1. Introduction
Many problems in science and engineering are hard to compute due their numerical complexity. Moreover, in the analysis of complex systems under a real time constraint, the evaluation of all possible scenarios appears as a necessity [
1]. Despite the improvements in techniques used in high dimensional problems, some challenging questions remain unresolved due to the efficiency of our computers. However, a novel technique called Proper Generalized Decomposition (PGD) [
2,
3] has been developed to provide an answer of these difficult tasks. It was initially proposed to compute, in a separated representation framework, the variational solution of partial differential equations (PDE) defined over a tensor product space [
4]. It is possible to distinguish two different benefits. The first one is the possibility of managing high dimensional problems, and the second is the possibility to include the model’s parameters as extra-coordinates. This last fact gives a powerful strategy to deal with classical problems because the PGD framework facilitates an efficient design and a real-time decision-making [
5,
6].
This novel technique allows for computing the whole set of solutions of a parametrized problem. The strategy is to include in an equivalent non-parametrized problem all possible parameter values as extra-coordinates. The name of this particular PGD based approach is Progressive Variational Vademecum [
1], and it can be implemented offline. As a consequence, the PGD based approach opens the possibility of solving problems in industry with a different strategy not envisioned until now.
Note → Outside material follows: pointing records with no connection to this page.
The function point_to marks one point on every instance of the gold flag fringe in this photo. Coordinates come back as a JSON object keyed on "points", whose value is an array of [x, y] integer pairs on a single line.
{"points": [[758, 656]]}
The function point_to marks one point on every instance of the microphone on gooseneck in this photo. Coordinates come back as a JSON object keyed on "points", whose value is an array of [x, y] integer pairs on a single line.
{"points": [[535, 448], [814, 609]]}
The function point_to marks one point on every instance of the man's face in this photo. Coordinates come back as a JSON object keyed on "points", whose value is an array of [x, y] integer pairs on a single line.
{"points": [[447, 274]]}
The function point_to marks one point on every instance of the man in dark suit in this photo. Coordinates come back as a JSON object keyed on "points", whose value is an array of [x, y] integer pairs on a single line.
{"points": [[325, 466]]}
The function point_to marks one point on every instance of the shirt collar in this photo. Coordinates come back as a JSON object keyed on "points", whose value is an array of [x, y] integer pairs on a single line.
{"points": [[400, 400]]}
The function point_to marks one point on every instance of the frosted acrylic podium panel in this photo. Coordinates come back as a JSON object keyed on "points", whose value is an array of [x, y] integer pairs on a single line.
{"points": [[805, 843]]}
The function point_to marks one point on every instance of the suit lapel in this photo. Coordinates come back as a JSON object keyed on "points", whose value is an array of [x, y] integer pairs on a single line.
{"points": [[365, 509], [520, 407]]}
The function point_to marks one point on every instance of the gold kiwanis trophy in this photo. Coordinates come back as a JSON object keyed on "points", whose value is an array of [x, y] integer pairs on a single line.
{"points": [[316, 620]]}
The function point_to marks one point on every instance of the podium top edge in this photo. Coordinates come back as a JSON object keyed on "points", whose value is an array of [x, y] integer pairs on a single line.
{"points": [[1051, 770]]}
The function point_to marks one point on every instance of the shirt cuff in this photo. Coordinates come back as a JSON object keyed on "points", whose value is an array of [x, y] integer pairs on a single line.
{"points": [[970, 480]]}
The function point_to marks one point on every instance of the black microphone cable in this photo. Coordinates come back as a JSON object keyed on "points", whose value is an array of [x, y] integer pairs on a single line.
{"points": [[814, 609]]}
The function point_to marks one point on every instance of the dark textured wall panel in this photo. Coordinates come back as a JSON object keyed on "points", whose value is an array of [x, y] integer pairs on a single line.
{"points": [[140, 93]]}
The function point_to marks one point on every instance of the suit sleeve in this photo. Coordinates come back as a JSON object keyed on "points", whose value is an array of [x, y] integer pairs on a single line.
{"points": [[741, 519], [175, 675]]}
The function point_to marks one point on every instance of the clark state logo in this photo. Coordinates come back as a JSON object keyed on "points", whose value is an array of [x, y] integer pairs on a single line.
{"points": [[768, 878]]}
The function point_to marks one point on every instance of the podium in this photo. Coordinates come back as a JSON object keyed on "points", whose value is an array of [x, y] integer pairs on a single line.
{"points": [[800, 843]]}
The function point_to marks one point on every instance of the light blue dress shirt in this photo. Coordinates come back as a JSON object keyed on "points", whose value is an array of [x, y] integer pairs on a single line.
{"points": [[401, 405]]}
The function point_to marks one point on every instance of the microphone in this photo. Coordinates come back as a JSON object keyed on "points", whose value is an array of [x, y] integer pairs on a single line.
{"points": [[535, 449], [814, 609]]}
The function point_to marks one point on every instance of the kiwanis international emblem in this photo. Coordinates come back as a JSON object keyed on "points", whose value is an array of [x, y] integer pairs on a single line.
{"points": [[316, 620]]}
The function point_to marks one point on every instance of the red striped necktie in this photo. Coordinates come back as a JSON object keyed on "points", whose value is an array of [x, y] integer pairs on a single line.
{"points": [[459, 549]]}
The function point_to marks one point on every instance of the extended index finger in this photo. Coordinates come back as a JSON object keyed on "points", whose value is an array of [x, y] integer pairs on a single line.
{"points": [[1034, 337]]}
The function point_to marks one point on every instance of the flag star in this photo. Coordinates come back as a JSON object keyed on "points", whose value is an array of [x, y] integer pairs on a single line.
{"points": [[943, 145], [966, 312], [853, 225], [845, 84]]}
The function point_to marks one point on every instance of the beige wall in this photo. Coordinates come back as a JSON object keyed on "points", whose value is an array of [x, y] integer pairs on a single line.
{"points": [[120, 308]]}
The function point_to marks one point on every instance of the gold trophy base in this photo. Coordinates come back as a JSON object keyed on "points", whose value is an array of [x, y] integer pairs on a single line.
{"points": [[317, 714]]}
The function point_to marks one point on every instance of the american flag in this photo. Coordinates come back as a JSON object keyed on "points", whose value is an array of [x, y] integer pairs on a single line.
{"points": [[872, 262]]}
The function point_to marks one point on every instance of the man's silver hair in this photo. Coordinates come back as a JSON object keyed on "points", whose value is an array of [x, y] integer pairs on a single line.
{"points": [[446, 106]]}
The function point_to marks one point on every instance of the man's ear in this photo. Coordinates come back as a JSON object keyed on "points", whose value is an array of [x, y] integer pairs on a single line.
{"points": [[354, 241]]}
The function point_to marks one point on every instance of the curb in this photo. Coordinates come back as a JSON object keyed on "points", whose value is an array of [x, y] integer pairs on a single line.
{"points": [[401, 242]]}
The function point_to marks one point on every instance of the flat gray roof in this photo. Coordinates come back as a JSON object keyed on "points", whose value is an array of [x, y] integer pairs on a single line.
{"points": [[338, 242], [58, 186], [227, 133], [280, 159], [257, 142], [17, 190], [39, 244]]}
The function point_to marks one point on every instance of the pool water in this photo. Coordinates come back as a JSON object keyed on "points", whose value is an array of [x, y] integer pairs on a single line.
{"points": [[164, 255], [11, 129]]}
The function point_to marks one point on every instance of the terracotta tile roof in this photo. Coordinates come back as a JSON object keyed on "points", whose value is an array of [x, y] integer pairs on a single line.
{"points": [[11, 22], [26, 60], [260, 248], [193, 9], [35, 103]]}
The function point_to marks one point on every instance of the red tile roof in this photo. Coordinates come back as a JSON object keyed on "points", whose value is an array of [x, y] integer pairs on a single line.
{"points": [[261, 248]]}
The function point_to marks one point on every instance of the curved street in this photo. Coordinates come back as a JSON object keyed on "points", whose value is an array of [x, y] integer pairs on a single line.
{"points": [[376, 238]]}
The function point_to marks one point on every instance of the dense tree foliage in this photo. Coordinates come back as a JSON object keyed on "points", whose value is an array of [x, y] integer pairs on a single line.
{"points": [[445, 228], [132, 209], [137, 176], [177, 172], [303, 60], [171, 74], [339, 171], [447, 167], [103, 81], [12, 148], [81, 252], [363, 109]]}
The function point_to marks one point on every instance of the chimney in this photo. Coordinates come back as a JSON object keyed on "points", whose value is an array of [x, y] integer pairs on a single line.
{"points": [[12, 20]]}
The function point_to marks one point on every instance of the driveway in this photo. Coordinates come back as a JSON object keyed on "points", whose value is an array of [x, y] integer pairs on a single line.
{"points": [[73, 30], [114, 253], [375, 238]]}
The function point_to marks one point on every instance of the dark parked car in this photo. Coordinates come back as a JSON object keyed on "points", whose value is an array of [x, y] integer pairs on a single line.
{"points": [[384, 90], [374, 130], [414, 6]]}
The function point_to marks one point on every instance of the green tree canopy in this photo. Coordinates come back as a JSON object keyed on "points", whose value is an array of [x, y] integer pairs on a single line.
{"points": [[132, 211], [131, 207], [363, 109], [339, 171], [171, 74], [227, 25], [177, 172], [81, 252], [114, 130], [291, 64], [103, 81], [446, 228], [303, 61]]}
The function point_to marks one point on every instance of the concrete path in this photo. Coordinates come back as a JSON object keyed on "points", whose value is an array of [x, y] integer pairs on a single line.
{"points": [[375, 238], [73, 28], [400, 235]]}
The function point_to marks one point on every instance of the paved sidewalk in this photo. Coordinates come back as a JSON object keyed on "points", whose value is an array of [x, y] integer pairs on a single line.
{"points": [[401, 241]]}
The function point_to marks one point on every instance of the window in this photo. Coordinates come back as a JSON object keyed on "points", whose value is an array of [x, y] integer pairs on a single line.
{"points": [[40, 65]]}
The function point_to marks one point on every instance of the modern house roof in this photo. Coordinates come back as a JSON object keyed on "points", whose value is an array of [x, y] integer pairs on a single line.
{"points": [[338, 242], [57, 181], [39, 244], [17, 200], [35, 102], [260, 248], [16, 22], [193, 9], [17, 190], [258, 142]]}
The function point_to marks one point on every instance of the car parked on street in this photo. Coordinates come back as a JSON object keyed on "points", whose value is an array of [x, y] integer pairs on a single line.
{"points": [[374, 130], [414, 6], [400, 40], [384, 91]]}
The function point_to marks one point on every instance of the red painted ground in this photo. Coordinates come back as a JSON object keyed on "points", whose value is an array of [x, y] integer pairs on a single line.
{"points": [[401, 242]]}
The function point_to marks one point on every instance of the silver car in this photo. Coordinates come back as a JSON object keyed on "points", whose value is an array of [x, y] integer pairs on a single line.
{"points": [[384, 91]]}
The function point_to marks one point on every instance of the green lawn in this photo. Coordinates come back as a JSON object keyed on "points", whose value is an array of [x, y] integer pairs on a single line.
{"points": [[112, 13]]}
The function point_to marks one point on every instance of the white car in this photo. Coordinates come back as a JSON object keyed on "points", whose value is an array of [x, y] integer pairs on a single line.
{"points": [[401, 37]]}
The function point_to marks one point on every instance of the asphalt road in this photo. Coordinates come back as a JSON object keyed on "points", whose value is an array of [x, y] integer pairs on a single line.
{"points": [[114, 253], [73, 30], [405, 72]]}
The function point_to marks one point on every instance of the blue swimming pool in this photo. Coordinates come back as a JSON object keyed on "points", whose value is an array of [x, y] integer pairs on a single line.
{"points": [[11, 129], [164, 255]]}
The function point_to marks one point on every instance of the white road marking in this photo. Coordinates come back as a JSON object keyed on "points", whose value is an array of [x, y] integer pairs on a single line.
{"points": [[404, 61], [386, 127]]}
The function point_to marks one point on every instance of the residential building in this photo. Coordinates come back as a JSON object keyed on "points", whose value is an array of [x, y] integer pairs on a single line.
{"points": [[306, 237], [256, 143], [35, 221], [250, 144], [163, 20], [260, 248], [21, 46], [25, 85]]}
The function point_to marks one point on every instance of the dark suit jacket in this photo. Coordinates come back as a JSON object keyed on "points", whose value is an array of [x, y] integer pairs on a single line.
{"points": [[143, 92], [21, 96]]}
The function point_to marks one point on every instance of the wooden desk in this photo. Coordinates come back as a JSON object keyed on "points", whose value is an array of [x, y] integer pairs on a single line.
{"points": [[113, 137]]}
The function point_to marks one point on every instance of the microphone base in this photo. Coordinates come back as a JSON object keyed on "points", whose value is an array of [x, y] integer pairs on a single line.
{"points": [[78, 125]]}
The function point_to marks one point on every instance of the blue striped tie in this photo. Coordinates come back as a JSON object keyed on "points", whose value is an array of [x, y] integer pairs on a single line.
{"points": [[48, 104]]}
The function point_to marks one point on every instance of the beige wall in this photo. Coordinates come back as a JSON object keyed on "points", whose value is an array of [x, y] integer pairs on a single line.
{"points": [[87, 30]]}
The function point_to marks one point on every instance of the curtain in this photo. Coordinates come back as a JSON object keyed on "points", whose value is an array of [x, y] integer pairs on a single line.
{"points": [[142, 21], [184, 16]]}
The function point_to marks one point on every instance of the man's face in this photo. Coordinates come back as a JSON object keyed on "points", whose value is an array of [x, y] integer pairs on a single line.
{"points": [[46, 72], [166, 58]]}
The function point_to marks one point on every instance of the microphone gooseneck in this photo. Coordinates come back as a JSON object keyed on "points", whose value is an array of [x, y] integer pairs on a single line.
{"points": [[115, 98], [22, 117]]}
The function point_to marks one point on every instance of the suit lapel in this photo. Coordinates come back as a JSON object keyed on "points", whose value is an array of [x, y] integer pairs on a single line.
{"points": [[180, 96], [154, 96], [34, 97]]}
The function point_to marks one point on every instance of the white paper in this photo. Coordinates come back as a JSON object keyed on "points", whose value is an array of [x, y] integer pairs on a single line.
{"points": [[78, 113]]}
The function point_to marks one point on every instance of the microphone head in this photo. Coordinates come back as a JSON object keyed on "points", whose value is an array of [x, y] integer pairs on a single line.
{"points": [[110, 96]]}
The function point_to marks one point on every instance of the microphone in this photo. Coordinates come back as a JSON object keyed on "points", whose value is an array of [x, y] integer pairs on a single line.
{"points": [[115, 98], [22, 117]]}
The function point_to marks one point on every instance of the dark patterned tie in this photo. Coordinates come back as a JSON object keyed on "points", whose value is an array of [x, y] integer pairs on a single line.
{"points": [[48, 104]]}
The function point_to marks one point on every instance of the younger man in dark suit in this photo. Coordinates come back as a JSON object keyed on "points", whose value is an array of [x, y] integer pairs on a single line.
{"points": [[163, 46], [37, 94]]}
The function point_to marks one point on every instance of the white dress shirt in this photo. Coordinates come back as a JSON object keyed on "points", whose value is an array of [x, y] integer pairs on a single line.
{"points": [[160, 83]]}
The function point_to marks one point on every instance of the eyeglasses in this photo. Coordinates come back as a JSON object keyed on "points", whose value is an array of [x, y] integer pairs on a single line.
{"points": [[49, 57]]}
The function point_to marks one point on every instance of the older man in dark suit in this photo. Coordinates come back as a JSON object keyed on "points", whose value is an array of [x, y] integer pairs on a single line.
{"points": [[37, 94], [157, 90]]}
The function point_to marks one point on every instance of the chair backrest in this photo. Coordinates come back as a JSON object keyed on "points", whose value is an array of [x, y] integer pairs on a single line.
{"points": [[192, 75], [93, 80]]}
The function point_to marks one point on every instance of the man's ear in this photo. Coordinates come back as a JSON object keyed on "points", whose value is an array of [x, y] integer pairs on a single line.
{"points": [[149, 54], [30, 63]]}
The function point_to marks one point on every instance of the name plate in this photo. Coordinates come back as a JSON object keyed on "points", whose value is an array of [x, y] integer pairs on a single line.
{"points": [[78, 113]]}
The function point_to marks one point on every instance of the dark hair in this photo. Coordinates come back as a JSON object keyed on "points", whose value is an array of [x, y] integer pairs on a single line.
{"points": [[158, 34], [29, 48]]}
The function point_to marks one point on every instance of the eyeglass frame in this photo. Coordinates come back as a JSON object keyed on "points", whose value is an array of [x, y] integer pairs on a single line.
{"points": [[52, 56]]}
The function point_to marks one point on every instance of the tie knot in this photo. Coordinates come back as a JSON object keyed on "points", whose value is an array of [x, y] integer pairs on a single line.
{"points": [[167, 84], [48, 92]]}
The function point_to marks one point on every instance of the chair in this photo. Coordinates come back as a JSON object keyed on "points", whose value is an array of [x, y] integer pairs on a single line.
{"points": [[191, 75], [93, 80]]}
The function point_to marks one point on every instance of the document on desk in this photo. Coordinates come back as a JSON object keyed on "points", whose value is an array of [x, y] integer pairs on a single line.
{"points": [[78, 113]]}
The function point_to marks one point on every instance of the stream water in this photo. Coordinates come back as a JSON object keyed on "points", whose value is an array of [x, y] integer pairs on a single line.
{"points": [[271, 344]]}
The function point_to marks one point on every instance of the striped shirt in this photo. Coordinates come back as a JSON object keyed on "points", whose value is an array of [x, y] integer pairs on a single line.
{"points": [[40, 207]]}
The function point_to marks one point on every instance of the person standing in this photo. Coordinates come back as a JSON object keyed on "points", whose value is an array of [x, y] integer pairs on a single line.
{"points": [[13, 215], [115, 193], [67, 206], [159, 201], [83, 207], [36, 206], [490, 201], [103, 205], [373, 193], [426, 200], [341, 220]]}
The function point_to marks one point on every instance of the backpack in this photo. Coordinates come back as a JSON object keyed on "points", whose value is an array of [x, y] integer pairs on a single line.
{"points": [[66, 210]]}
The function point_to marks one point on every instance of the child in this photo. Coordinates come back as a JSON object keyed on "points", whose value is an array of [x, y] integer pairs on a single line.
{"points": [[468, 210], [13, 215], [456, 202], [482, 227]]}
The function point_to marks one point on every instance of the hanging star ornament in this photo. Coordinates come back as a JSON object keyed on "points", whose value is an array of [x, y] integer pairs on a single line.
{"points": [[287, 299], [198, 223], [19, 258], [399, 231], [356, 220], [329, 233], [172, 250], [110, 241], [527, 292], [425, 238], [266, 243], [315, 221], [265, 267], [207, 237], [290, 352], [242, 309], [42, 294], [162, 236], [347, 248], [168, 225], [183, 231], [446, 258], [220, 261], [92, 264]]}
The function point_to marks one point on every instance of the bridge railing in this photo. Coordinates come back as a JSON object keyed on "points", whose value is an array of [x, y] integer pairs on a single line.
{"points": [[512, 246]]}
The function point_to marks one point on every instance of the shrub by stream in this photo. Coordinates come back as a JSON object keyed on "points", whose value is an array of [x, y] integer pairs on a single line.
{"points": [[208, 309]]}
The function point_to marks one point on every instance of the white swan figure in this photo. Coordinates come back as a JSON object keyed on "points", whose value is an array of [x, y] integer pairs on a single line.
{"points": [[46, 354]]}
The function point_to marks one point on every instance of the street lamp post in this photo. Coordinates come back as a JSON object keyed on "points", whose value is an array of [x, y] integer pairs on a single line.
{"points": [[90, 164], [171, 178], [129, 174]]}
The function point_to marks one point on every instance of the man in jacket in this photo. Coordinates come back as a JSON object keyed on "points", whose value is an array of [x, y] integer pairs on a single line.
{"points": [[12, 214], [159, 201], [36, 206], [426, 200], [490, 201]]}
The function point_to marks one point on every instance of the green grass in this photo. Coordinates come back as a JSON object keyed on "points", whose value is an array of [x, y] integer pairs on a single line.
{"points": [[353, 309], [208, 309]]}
The mathematical analysis of the PGD was given by Falcó and Nouy, Ref. [
4] in a Hilbert space framework and in [
7] for a more general setting.
The Greedy Rank One Algorithm (GROA) [
8] used to solve high-dimensional linear systems (with a full rank matrix) is the procedure of choice in the engineering community to implement the PGD. It is an iterative method made up of two steps that we can cyclically repeat until convergence. The first one consists of computing the minimal residual of the linear system over the set of tensors with bounded rank-one. In the second step, we use this optimal rank-one solution to update the residual. In the following, we return to the first step. Ammar et al. [
8] propose an Alternating Least Squares (ALS) Algorithm for the practical implementation of the first step of the GROA. In the aforementioned paper, the authors justify the choice of the ALS showing that its convergence to a critical point of the optimization problem (not necessarily an optimal one) is assured under very weak conditions. In addition, the convergence has been studied by El Hamidi, Osman and Jazar [
9] in the framework of Sobolev tensor spaces.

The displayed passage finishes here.